Hand, foot, and mouth disease, prevalent in summer, particularly affects children, causing painful blisters. Additionally, rhinovirus, responsible for the common cold, can still occur during warmer months, albeit less commonly than in spring.


Despite a spike in COVID-19 cases alongside other respiratory illnesses like influenza during winter, a clear seasonal pattern for COVID-19 has yet to emerge. Dr. Furness suggests that unlike influenza or rhinovirus, COVID-19 doesn’t depend on specific conditions for spread, making it more akin to measles in terms of contagion.

Current COVID-19 cases in Canada remain low, as per national wastewater surveillance. Dr. Furness emphasizes that due to its high contagion rate, COVID-19 doesn’t follow seasonal trends, posing a continued risk during spring and summer. He advises being prepared for possible exposure, especially in crowded places, where the virus may be more infectious.


Norovirus, also known as the stomach flu or winter vomiting bug, is a highly contagious virus causing acute gastroenteritis. It spreads primarily through contaminated food, water, surfaces, or direct contact with infected individuals. Once ingested, it targets the stomach and intestines, leading to symptoms like nausea, vomiting, diarrhea, and stomach cramps. Dr. Furness notes that norovirus thrives in warmer weather, making it more prevalent during milder seasons. It poses a particular risk for travelers, especially in areas with varying hygiene standards or crowded settings like cruise ships, which are often associated with norovirus outbreaks due to close quarters and communal dining areas.


Arboviruses, or arthropod-borne viruses, are a diverse group transmitted by mosquitoes, ticks, or sandflies.
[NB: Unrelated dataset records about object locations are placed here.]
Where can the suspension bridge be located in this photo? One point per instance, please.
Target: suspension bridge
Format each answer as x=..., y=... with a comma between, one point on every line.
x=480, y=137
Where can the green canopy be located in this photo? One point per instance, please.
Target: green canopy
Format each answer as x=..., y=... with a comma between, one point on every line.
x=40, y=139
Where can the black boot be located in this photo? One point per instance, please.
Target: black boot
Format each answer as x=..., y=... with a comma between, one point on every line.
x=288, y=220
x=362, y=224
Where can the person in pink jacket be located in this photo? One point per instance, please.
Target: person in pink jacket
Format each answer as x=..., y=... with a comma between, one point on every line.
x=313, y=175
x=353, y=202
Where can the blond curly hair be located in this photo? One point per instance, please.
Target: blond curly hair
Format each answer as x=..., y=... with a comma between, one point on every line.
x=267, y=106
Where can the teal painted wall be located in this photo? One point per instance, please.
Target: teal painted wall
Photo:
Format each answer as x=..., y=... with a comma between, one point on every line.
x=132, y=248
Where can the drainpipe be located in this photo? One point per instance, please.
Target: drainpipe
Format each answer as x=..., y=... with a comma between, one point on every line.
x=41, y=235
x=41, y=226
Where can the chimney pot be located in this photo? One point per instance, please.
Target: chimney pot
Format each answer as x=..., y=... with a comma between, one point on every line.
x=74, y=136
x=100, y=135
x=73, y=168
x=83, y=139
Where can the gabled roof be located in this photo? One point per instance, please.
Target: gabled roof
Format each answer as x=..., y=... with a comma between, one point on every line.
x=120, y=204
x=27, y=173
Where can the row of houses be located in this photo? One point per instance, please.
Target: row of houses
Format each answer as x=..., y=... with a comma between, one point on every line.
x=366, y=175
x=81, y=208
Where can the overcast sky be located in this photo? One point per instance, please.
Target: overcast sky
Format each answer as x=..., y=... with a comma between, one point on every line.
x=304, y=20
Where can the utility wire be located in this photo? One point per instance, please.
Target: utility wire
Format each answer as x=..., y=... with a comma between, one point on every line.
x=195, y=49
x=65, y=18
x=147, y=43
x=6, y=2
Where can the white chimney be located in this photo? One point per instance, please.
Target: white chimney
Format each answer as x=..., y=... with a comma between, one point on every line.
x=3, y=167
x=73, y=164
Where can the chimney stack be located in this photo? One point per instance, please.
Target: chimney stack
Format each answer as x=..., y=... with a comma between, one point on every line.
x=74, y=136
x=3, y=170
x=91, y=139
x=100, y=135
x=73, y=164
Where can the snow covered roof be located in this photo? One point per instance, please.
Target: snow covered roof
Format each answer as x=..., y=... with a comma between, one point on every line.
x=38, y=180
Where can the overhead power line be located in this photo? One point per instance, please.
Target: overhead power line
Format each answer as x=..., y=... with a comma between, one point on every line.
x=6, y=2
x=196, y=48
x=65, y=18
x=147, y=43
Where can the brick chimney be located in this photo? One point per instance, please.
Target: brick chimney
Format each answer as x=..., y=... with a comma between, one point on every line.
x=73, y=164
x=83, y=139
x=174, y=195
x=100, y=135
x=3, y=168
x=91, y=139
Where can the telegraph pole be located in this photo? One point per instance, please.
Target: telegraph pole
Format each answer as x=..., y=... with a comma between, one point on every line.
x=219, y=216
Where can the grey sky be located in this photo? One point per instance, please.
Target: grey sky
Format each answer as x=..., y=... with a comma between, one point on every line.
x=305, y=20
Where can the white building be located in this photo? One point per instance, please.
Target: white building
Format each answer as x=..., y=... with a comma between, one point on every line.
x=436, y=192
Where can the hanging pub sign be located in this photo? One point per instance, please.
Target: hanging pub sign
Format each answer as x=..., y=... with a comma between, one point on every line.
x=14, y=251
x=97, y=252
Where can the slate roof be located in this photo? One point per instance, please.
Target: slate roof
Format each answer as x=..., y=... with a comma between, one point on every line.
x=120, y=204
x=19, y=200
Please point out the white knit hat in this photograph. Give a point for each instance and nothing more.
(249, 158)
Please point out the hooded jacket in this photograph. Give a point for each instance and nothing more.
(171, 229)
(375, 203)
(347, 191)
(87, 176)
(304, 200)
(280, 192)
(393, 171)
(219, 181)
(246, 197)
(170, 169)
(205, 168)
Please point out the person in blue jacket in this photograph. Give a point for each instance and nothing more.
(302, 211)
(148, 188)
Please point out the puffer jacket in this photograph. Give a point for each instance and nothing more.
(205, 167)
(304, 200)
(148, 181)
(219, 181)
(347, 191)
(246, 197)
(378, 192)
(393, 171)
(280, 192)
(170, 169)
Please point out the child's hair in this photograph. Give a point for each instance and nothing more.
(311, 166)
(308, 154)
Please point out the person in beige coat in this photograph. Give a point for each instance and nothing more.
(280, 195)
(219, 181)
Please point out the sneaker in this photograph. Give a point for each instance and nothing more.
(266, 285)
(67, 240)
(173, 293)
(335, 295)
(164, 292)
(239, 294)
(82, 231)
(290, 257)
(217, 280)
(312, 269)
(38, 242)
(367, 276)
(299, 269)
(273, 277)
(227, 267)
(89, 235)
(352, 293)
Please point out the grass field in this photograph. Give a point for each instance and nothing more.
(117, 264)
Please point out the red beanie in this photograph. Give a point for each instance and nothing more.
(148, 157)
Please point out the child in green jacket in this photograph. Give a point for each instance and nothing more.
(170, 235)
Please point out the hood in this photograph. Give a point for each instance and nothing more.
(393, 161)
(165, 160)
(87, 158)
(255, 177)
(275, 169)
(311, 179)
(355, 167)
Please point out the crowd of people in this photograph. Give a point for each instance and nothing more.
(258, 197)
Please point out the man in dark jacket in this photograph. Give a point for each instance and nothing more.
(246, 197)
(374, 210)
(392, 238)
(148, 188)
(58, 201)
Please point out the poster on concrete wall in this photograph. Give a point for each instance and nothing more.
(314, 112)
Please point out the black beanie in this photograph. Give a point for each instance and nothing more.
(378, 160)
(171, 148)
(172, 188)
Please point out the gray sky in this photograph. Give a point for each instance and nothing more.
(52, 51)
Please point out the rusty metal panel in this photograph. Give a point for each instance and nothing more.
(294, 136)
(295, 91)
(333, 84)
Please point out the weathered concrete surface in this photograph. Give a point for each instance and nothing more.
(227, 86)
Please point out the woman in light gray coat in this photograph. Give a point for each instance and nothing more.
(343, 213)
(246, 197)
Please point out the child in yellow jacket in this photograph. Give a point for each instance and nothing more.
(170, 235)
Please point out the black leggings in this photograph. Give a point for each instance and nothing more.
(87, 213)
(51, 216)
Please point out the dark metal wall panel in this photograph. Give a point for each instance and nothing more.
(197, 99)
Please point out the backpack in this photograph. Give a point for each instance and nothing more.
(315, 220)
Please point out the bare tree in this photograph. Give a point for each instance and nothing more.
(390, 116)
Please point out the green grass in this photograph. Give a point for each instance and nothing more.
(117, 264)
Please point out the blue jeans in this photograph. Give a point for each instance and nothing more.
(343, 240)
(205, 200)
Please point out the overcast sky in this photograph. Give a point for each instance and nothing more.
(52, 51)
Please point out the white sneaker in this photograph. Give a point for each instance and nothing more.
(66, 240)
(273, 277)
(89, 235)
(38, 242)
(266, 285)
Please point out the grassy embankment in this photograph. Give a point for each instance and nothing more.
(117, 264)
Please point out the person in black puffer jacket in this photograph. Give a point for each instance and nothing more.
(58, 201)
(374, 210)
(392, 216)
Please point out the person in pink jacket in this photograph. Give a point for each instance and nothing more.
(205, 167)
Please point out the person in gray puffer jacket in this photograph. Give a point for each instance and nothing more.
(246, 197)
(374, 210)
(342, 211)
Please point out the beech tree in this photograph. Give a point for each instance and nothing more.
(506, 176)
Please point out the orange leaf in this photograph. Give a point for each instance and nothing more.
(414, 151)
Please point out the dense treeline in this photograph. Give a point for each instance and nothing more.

Dr. Evans notes the resurgence of West Nile virus, carried by mosquitoes, typically in mid-to-late summer. While some infected individuals may not show symptoms, others may experience flu-like symptoms such as fever and fatigue. Although more common in Western Canada, periodic outbreaks occur in Ontario.

West Nile virus, not native to North America, arrived in the late 1990s and is now established across Canada. It usually causes mild febrile illnesses. Another summer arbovirus is Powassan virus, transmitted by ticks, particularly the black-legged tick. Named after Powassan, Ontario, it’s rare, with only one or two cases reported annually in Ontario, often associated with groundhog hosts.

How to stay safe

As summer brings forth new viruses, Evans and Furness stress the importance of basic handwashing as the best defense. Evans highlights the significance of hand hygiene in preventing the transmission of various illnesses. Furness recommends carrying hand sanitizer when outdoors to effectively ward off viruses, especially for families with young children. He emphasizes the affordability and effectiveness of this simple practice.